Pourquoi le nier ? Le malaise dans l’Eglise de France est réel. Il s’exprime à longueur de colonne dans la presse catholique, il est répercuté dans la presse généraliste. La décision romaine de créer un institut du Bon Pasteur pour accueillir des prêtres traditionalistes désireux d’une réconciliation, l’annonce d’une décision permettant une extension généralisée du rite tridentin créent plus que des remous. Les déclarations épiscopales se multiplient, exprimant le regret que Rome n’ait pas associé l’Eglise de France à la préparation de ses décisions et la crainte des effets du “biritualisme” pour l’unité des fidèles. Mais d’autres évêques sont d’un avis contraire. Tel Mgr Centerre, évêque de Vannes, qui déclare au Figaro, que “la liturgie doit être considérée en termes de continuité et non de rupture”. Sera-t-il permis à un laïc, de mêler sa voix à ce débat public, même s’il s’exprime avec quelque réticence, ne voulant pas ajouter à une certaine cacophonie.
Après tout, si c’est l’amour de l’Eglise qui inspire la réflexion et non le trouble désir d’attiser les passions, pourquoi renoncer à exprimer sa propre opinion, dans le respect et l’écoute d’autrui, singulièrement de nos évêques ? C’est pourquoi je me permets de dire d’abord que je suis enclin à faire confiance au Saint-Père qui a, depuis longtemps, réfléchi à la question liturgique et qui, pour avoir participé à l’élaboration des grands textes du concile Vatican II, est moins que quiconque disposé à brader l’héritage considérable de Vatican II. En second lieu, je plaide pour un débat en vérité et en profondeur qui permette de progresser dans l’unité et qui, avant tout avis péremptoire, tienne compte de la complexité d’une question. Déjà le Père Congar, qui n’était pas suspect de tiédeur en matière de réforme nécessaire de l’Eglise, s’insurgeait, en pleine crise lefebvriste contre un manichéisme largement partagé : “Toute discussion, disait-il, prête au danger de ne pas rendre justice à la partie opposée, à ses raisons, au sens exact de ses dires”. Et d’ajouter : “Il faudrait se décrisper et s’armer, par la grâce de Dieu, d’une patience très longanime. Cela dépasse-t-il les limites du possible ?”

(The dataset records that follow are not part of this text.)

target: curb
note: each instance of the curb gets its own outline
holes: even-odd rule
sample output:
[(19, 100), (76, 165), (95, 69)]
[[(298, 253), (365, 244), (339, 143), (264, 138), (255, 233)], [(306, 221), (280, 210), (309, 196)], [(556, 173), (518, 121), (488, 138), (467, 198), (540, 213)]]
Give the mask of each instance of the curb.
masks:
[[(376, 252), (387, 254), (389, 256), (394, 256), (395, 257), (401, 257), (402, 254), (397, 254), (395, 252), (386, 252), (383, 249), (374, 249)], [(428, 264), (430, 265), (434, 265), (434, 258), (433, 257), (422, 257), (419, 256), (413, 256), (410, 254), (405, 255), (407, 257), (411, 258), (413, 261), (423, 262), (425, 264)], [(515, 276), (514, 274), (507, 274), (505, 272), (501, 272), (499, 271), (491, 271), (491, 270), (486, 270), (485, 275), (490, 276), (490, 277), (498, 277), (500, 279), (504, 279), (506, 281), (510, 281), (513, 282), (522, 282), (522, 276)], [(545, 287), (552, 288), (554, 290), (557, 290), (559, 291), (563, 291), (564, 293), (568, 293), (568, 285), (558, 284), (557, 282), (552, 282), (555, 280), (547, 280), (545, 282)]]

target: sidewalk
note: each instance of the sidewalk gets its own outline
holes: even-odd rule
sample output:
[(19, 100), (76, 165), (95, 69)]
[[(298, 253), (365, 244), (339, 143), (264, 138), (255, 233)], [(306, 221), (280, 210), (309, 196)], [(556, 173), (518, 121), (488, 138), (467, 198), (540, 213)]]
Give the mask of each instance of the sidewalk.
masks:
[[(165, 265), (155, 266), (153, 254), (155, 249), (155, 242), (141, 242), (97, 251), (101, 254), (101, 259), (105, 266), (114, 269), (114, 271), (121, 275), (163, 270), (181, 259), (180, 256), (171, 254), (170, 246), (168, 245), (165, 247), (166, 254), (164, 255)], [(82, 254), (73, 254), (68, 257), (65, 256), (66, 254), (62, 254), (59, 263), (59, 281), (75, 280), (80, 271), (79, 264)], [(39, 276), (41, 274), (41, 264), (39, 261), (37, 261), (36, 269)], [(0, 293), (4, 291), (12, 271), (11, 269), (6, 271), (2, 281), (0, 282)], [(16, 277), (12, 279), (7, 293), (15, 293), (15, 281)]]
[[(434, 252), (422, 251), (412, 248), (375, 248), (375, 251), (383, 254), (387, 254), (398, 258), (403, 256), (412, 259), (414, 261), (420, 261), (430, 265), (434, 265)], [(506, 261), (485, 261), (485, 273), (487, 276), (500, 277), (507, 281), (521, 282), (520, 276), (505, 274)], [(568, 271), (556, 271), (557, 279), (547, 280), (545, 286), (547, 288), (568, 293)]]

Le même Père Congar, devenu par la suite cardinal, était d’avis qu’il fallait donner la possibilité de célébrer la messe en latin selon le rite de saint Pie V, à condition de ne pas lui donner le sens d’un refus du rite de Paul VI. Il n’hésitait pas non plus à chercher les conditions de reconnaissance d’un séminaire comme celui d’Ecône ! (La Crise dans l’Eglise, Cerf, 1976). Voilà donc trente ans que le théologien énonçait ainsi ses propositions de paix. Il me semble que dans un contexte nouveau, elles n’ont rien perdu de leur pertinence. Mais il ne faut pas se lasser de répéter que l’écoute doit être réciproque, que chacun doit y mettre du sien, non pour édulcorer ses positions et ses convictions mais pour mieux les fonder, dans la perspective d’un consensus dans la foi. Ce qui devrait être l’état d’esprit commun des fidèles d’une même Eglise.